No one expects to slam their finger in a cab door before checking in for a flight or trip down the stairs while heading to security, but it happens. Fortunately, airport health clinics can get you patched up and on your way before departure.
However, don’t dismiss these facilities as solely places to go in an emergency. Airport health clinics actually provide other types of care you might need.

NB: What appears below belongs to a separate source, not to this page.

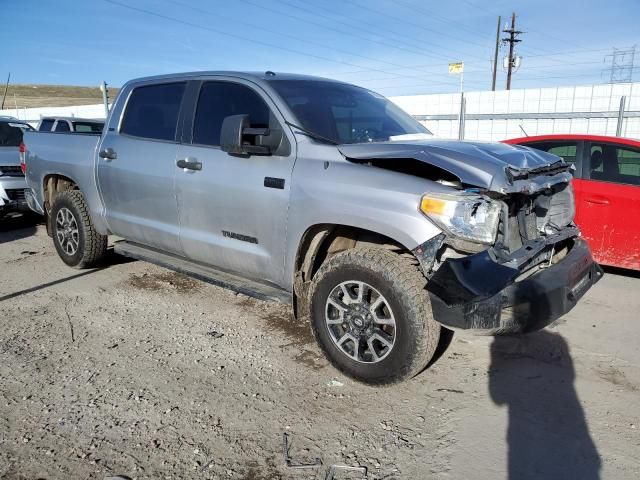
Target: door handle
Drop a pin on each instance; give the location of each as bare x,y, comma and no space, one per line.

Travelers can get their feet checked by a podiatrist at the Vancouver Airport Medical Clinic, have an X-ray taken at the SFO Medical Clinic, book physical therapy at Calgary International Airport, and see a dentist at Narita International Airport (because no one should have to endure a long-haul flight from Japan with a toothache). You can even get cosmetic procedures at the Munich Airport.
While many of these clinics are open to walk-ins, some require appointments for non-urgent issues. Check the website of the airport you’re flying to or from to see what the deal is.
Will a trip to the airport clinic be the highlight of your itinerary? Probably not. But having the option of a convenient and affordable healthcare facility that’s got your back while you’re jetting around the world? That’s a secret worth sharing.